Abdullah ve İbadullah: Allah’ın Kullarına Cennet Vaadi ve Dünya Hayatının Aldatıcılığı
“Abdullah” kelimesi, Allah’ın günahkar veya iyi ayrımı yapmaksızın tüm kullarını kapsarken, “İbadullah” kelimesi ise Allah’ın has kullarını, yani Salih amel (güzel davranış) işleyen, gerçek müminleri ifade eder. Bunlar, iyilikler ve güzel davranışlar yapmaya doyamayan, tıpkı bir pınar gibi iyilikten iyiliğe koşan, hiç durmadan güzel yollar açan kişilerdir. Nisa Suresi 85. ayette buyrulduğu gibi: “Kim güzel bir işte aracılık ederse, ona o işin sevabından bir pay vardır.” Bu kimseler, güzel işlerde aracılık etmiş, güzel yollar açmış ve çevrelerine güzel örnekler olmuşlardır.

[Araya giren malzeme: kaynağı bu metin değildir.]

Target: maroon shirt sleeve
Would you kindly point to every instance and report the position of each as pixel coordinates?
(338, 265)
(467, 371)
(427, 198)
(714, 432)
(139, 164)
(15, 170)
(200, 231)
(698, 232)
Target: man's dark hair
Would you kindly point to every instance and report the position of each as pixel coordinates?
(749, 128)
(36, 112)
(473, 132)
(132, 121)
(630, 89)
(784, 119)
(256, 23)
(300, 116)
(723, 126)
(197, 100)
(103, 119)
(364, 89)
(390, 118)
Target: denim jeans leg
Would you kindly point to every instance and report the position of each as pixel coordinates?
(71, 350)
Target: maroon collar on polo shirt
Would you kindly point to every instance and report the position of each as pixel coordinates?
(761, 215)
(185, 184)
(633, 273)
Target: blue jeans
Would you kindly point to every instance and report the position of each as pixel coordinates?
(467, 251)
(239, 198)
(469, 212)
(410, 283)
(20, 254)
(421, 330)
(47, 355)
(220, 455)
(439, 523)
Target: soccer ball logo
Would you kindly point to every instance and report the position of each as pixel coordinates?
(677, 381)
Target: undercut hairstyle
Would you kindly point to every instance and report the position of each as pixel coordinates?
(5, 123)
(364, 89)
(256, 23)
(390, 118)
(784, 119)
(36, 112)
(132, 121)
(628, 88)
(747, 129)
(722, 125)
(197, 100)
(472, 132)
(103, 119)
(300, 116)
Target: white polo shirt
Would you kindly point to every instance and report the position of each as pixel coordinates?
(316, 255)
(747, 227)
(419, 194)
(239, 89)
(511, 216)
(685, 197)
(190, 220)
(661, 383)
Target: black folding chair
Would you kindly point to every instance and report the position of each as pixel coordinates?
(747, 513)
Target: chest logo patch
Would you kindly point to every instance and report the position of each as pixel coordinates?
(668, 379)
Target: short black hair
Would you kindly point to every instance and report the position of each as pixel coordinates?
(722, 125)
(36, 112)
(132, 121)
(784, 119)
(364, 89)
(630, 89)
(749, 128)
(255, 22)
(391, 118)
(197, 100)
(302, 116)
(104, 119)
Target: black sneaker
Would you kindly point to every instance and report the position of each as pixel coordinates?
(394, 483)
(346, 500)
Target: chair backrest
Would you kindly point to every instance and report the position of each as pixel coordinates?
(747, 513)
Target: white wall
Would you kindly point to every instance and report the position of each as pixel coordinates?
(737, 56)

Peki, bu özel kullar cennette ne yaparlar? Cennette pınarları fışkırtırlar, yani istedikleri gibi akıtırlar. Bu öyle bir pınardır ki, istedikleri yere götürebilir, istedikleri kadar karıştırabilir ve diledikleri kadar akıtabilirler. Çünkü onlar dünyada güzel yollar açan, güzel örnek olan insanlardı; hayra ve ilme yönelik faydalı işler yapıyorlardı. Bizim gibi boş işlerde vakit harcamıyor, iyilik yapmak için kırk dereden su getirmiyorlardı.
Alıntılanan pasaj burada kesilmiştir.